We’re looking at 13 weeks in a couple of days, which is more or less the close of the first trimester. And a couple of days ago, I saw Carey and it took me by surprise: “You kind of look like a pregnant lady.”
We decided early on to do the prudent thing and get a whole trimester under our belts before openly telling people our news. What was a tiny handful of immediate family and a few local friends has started to expand. We’ve made a few calls, sent a couple of emails, particularly over the last several days. It couldn’t be helped, we’re starting to spill it. Up to now, most of the people who know about our biggest life event are strangers we’ve never met who happened across our still-secret blogs.
It’s a little like walking off a cliff. We know intellectually that whatever happens with these three… all our fears and anxieties and excitement and confusion… has nothing to do with who we do or don’t tell. The three gnomes don’t care how ready we are, they’re moving forward with their own little plans. But, even still, with each new person that knows our news, it feels like we’re committing to something a little bit more.

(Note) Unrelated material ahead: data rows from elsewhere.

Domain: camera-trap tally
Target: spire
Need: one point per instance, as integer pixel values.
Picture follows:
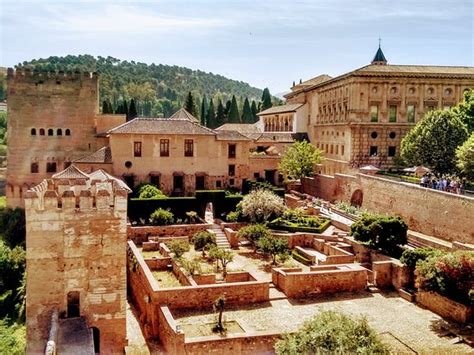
(379, 58)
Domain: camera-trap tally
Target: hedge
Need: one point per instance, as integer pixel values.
(300, 258)
(292, 227)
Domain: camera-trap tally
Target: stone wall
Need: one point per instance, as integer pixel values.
(141, 234)
(76, 243)
(440, 214)
(296, 283)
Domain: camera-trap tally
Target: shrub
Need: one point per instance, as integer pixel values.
(383, 233)
(334, 333)
(273, 246)
(300, 258)
(450, 274)
(178, 247)
(150, 191)
(253, 233)
(411, 257)
(161, 217)
(203, 240)
(261, 205)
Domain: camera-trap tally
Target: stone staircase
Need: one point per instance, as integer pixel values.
(221, 239)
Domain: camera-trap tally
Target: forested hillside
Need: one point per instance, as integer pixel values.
(156, 89)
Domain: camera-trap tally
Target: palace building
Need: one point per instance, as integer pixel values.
(360, 117)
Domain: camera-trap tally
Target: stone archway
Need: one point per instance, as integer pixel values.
(357, 198)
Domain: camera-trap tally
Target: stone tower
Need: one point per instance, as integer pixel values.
(76, 259)
(51, 121)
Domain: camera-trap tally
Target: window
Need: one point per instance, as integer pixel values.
(51, 167)
(411, 113)
(34, 169)
(374, 113)
(392, 116)
(373, 150)
(137, 149)
(391, 151)
(232, 150)
(164, 147)
(188, 147)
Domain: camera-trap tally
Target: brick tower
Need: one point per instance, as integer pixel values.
(76, 259)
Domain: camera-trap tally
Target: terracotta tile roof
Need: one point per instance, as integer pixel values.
(231, 136)
(182, 114)
(280, 109)
(103, 155)
(161, 126)
(71, 173)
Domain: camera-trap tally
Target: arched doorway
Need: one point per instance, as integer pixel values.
(357, 198)
(96, 338)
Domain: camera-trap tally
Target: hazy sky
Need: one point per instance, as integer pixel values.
(265, 43)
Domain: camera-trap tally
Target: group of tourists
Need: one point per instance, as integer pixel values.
(448, 184)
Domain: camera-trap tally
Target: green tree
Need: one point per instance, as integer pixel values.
(190, 104)
(273, 246)
(203, 240)
(254, 111)
(384, 233)
(465, 158)
(247, 115)
(132, 111)
(233, 116)
(433, 141)
(332, 332)
(465, 110)
(220, 114)
(266, 100)
(204, 111)
(211, 116)
(299, 159)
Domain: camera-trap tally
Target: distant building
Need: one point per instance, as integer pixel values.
(360, 117)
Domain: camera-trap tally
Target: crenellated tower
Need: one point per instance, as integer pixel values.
(76, 258)
(51, 121)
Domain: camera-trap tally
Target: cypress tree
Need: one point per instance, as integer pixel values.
(266, 99)
(254, 111)
(105, 107)
(132, 111)
(190, 105)
(234, 116)
(247, 115)
(211, 116)
(204, 110)
(220, 114)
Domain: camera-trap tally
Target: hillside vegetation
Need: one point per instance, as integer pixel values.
(156, 89)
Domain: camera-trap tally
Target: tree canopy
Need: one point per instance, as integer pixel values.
(299, 159)
(433, 141)
(465, 158)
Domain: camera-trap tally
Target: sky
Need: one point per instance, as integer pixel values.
(265, 43)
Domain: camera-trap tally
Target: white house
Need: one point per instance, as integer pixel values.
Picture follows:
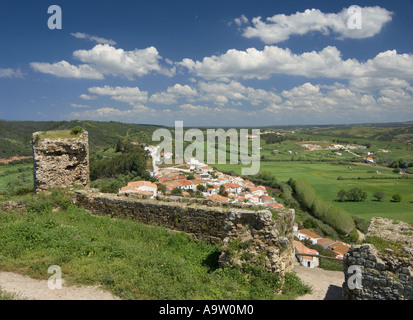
(140, 187)
(307, 261)
(307, 234)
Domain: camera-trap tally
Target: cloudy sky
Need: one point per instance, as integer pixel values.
(208, 63)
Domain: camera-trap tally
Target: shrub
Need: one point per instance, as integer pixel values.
(176, 192)
(379, 195)
(397, 197)
(355, 195)
(336, 217)
(76, 130)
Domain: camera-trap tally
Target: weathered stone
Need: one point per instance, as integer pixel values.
(385, 280)
(60, 163)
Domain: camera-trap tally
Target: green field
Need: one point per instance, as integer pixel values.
(17, 175)
(130, 259)
(323, 177)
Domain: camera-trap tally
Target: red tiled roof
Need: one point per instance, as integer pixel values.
(309, 233)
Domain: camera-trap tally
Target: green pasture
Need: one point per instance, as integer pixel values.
(323, 177)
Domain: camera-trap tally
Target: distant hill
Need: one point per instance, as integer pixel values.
(15, 136)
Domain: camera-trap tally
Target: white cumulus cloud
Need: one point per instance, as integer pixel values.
(80, 35)
(281, 27)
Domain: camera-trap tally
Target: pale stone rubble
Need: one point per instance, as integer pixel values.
(60, 163)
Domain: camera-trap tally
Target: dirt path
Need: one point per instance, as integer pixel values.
(27, 288)
(326, 285)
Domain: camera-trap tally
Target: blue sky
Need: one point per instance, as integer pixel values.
(209, 63)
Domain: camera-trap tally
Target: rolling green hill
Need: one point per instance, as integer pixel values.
(15, 136)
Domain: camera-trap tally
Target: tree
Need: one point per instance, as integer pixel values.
(161, 188)
(76, 130)
(356, 195)
(176, 192)
(341, 195)
(397, 197)
(379, 195)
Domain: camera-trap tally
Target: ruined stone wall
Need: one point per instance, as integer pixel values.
(60, 163)
(263, 239)
(383, 276)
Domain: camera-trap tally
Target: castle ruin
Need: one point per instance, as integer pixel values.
(60, 159)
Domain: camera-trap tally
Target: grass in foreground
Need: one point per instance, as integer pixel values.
(132, 260)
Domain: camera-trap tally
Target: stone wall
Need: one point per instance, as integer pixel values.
(383, 276)
(60, 163)
(269, 239)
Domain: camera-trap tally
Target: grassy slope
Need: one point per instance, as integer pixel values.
(130, 259)
(15, 136)
(323, 177)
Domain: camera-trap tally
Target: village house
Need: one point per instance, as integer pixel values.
(233, 187)
(307, 261)
(217, 197)
(205, 169)
(307, 234)
(140, 187)
(339, 248)
(325, 242)
(185, 184)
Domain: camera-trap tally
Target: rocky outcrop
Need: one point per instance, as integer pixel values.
(246, 236)
(380, 276)
(60, 162)
(391, 230)
(259, 238)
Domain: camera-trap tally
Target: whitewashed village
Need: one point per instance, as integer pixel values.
(199, 179)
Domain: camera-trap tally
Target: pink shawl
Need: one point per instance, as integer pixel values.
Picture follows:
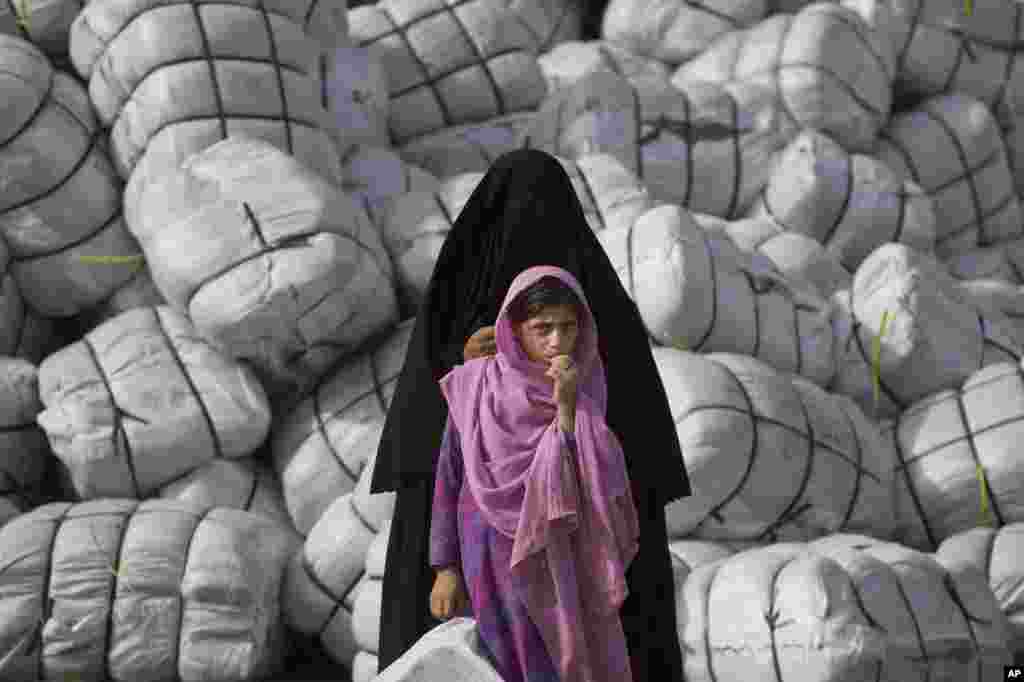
(564, 518)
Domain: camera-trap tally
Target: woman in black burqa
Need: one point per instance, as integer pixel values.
(524, 212)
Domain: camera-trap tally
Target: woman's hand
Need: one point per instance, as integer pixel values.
(449, 596)
(481, 344)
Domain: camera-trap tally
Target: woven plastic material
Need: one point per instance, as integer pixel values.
(323, 445)
(935, 335)
(772, 457)
(143, 399)
(843, 608)
(249, 69)
(59, 197)
(852, 204)
(950, 445)
(950, 146)
(697, 291)
(159, 590)
(450, 62)
(267, 258)
(832, 71)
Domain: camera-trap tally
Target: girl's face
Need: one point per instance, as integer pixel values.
(552, 332)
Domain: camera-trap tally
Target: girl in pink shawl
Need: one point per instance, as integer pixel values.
(534, 513)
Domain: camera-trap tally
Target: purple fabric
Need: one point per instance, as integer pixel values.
(571, 520)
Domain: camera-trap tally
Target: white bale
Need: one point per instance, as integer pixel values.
(244, 483)
(322, 446)
(771, 457)
(142, 399)
(263, 81)
(271, 261)
(450, 66)
(697, 291)
(935, 335)
(950, 146)
(798, 257)
(158, 590)
(24, 450)
(851, 203)
(419, 222)
(951, 448)
(567, 62)
(466, 148)
(833, 71)
(59, 196)
(451, 651)
(843, 608)
(997, 554)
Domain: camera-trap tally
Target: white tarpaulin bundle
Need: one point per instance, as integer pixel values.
(324, 580)
(997, 554)
(771, 457)
(276, 264)
(957, 458)
(59, 196)
(611, 197)
(935, 334)
(244, 483)
(321, 448)
(798, 257)
(24, 450)
(832, 71)
(707, 146)
(951, 147)
(142, 399)
(450, 65)
(248, 69)
(851, 203)
(158, 590)
(842, 608)
(698, 291)
(567, 62)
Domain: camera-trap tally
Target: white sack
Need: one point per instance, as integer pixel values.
(851, 203)
(142, 399)
(59, 196)
(322, 446)
(947, 446)
(157, 590)
(697, 291)
(450, 65)
(270, 260)
(833, 71)
(771, 457)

But it’s fun, dropping the bomb on people. Assuming all goes to plan, it’s our once-in-a-lifetime chance to make an announcement like this, because ain’t no way we’re having any more. We’ve settled into a sort of rhythm with it: Carey and I are beginning to perfect the “hand off.” If we’re in-person with someone who we feel good about telling, one of us will announce the pregnancy and we enjoy a minute or two of hugs and handshakes. Then the other will drop the Triplet knowledge and all chaos ensues.
No surprise, nobody believes us immediately. We’re getting used to slack jaws. It’s weird, we know. Those we’re close to have a hard time picturing us going the IVF route and, of course, they’re right. When we tell people there was no IVF, no fertility help, it makes it all the more incredible.
Carey’s even taken to packing the ultrasound printouts with her as “proof”. Of course, once or twice, we’ve even heard, “yeah, but hang on. Jer knows photoshop, right?”
As much as we’re enjoying having friends and families celebrate (and sympathize) with us, we’re also trying our best to treasure these final moments of Our Big Secret being, well, a secret. We’ve read too many triplet blogs recently to have any illusions: triplets draw attention. Stares and questions quickly become an everyday part of life. Not that I’m complaining. I’m kind of looking forward to fielding questions about our little veggie nuggets. And I’ve done my best to prepare an anticipatory FAQ to help things.
But for now, it’s still, kind of, just the two of us. And we’re waiting on our beach chairs, watching that wave on the horizon grow taller and greener by the second.
Won’t be long. $#&%’s about to get nuts.